Fillet of Veal Braised in Milk – Vitello Stufato Al Latte


Rating: 3.6667 / 5.00 (3 Votes)


Total time: 45 min

Servings: 6.0 (servings)

Ingredients:


















Preparation:





Instructions:

Peel the potatoes, blanch them for 3 minutes in salted water, then drain them, place them in an ovenproof dish, drizzle with a little olive oil and sprinkle with coarse salt. Cook for 20 min at 190 degrees in the oven. Melt a teaspoon of meat extract in the vegetable soup, add to the potatoes and bake for another 20-25 minutes.

In the meantime, sauté the sliced shallots in a little bit of butter until soft. Fry the lung roast briefly, without letting it brown. Then pour half a liter of milk and simmer gently.

Reduce the temperature, season with salt, season with pepper, add a little bit of thyme and stew for 15 minutes with the lid closed. Remove from heat, rest for 5 min, then remove the meat and keep warm.
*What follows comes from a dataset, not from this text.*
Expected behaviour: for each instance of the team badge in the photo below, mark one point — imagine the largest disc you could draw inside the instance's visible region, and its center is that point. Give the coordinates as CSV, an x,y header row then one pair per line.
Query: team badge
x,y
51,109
Bring the stock to the boil again and simmer until it has a syrupy consistency. Stir in 50 ml of whipping cream, season vigorously with salt and freshly ground pepper and mash.

Cut the lung roast into slices and arrange on a platter. Garnish with a few gnocchi of goose liver, drizzle with the sauce and serve with the potatoes while still hot.

Serve with a light dry red wine:

Our tip: Use high-quality red wine for a particularly fine taste!